Speculations over Vijay Sethupathi’s debut in Bollywood is set to end as the Tamil superstar has green-lit a project finally. Known to be a mass hero, the ‘Vikram Vedha’ star has chosen to make his debut in Bollywood with a silent film.. Helmed by director Kishor Pandurang Belekar, the movie has been titled ‘Gandhi Talks’. Calling it his dream project, the director reveals that he had been working on the script since 19 years. The last silent film in Bollywood was ‘Pushpak’ (the Hindi title of the original Kannada film, ‘Pushpaka Vimana’) in 1987. Kamal Haasan had just delivered a career-defining role in Mani Ratnam’s ‘Nayakan’ and the silent film aced his reputation as an actor, who could speak volumes even without dialogues.
Talking about approaching the South superstar for the part, Kishor says, “This project has been close to my heart and when the actor playing the part relates to the idea and the emotional graph, it turns out to be a boon for the director. Every director looks for certain characteristics in his actor when he approaches them for a part. Initially I was planning to cast a Bollywood actor, but when I extended my search to regional cinema, I came across Vijay Sethupathi.
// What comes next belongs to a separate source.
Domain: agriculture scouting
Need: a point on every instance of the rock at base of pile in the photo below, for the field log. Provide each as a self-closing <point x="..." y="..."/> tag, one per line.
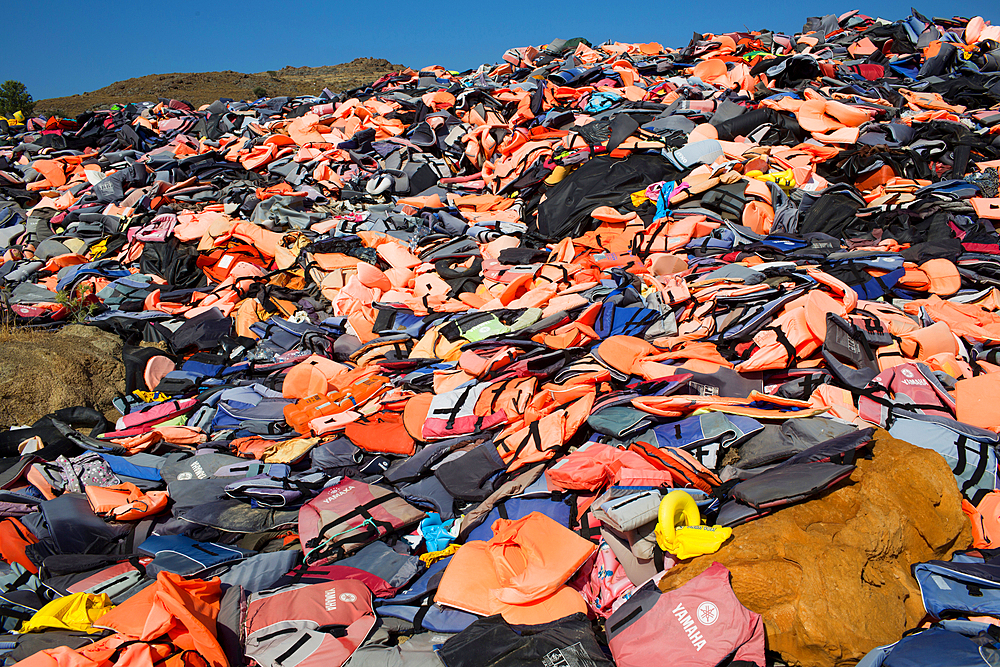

I watched his impeccable performances in Tamil films and his acting prowess left me mesmerised. He is not only brilliant, he is also a gutsy actor, who is not worried about his image or stardom. His acting skills, style statement and vocal dynamism is stupendous and that’s when I felt I have found my lead star. He is not only prodigious in his work, but also down-to-earth. I am really excited to work with Vijay, who understands my vision and approach towards the film; I want to start work on my dream project as soon as possible.”
Vijay Sethupathi adds, “I have been experimenting with different characters throughout my career and when this silent film came my way I knew I had to take up this challenge. Kishor sir has a fantastic story and script in place.I know this project will surely be an outstanding one. Gandhiji’s thoughts are more important and valid than his picture in the Indian rupee period.”